На сцене рабочие двигали за кулисы рояль, библиотекарь, натыкаясь на стулья, раскладывал ноты на пюпитры, вповалку лежали огромные контрабасы, напоминавшие туши китов на берегу. Неожиданно вспомнила голые тела на кровати в то злосчастное субботнее утро. «Даже эти инструменты, с самым низким звуком, самой «низкой душой» верны чистым высоким мелодиям, для которых созданы…» Несмеяна, с трудом сдерживая слезы, вышла из зала на улицу, спряталась в телефонной будке на углу и там, сняв трубку, зарыдала в нее.
В гостяхВ зал Несмеяна не вернулась, а пошла домой. Не зажигая света, легла на диван и под настроение включила «Адажио» Альбинони. Пересчитала дни этого года, что запомнились, но уже без слез, насчитала семь и улыбнулась, вспомнив, как встретила на ярмарке Диану. «Это тоже было при нем…»

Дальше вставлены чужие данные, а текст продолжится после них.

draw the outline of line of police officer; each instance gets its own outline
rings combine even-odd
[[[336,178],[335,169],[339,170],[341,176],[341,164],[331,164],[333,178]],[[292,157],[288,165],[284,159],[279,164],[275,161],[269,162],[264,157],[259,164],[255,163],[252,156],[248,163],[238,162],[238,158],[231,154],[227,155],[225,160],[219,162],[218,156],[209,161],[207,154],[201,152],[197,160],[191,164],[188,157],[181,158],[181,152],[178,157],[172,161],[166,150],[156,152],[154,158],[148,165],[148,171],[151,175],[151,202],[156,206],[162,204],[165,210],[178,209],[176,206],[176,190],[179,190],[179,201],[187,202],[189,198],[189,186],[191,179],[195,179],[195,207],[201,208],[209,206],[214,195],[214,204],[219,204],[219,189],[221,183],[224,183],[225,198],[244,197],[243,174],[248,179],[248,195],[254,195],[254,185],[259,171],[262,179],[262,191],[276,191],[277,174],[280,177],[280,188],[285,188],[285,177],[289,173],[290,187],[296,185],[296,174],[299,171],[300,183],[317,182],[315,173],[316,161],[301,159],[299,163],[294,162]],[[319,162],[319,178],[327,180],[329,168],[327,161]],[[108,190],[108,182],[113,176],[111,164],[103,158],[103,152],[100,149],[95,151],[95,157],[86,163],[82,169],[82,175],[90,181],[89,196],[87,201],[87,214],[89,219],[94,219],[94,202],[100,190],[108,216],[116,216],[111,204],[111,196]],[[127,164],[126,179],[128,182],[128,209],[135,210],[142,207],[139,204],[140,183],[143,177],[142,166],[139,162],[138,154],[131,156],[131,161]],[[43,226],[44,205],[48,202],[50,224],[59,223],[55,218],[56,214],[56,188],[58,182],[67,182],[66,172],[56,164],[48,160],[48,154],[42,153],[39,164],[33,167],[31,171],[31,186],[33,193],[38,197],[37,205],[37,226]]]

Полузабытая школьная подружка стояла за прилавком и бойко рекламировала продаваемые товары. Не виделись однокашницы несколько лет. Когда-то их объединяло многое, и жили в одном доме, несколько лет просидели за одной партой. После школы их пути разошлись. Диана окончила факультет культуры, устроилась искусствоведом в Картинную галерею, а также преподавателем на вечерний факультет университета. Там она вела курс «Искусство Возрождения». Когда население от портретов и статуй шарахнулось к выборам и прилавкам, оно подхватило и Диану, удачно подцепившую бизнесмена, бывшего фарцовщика Алика Свиридова.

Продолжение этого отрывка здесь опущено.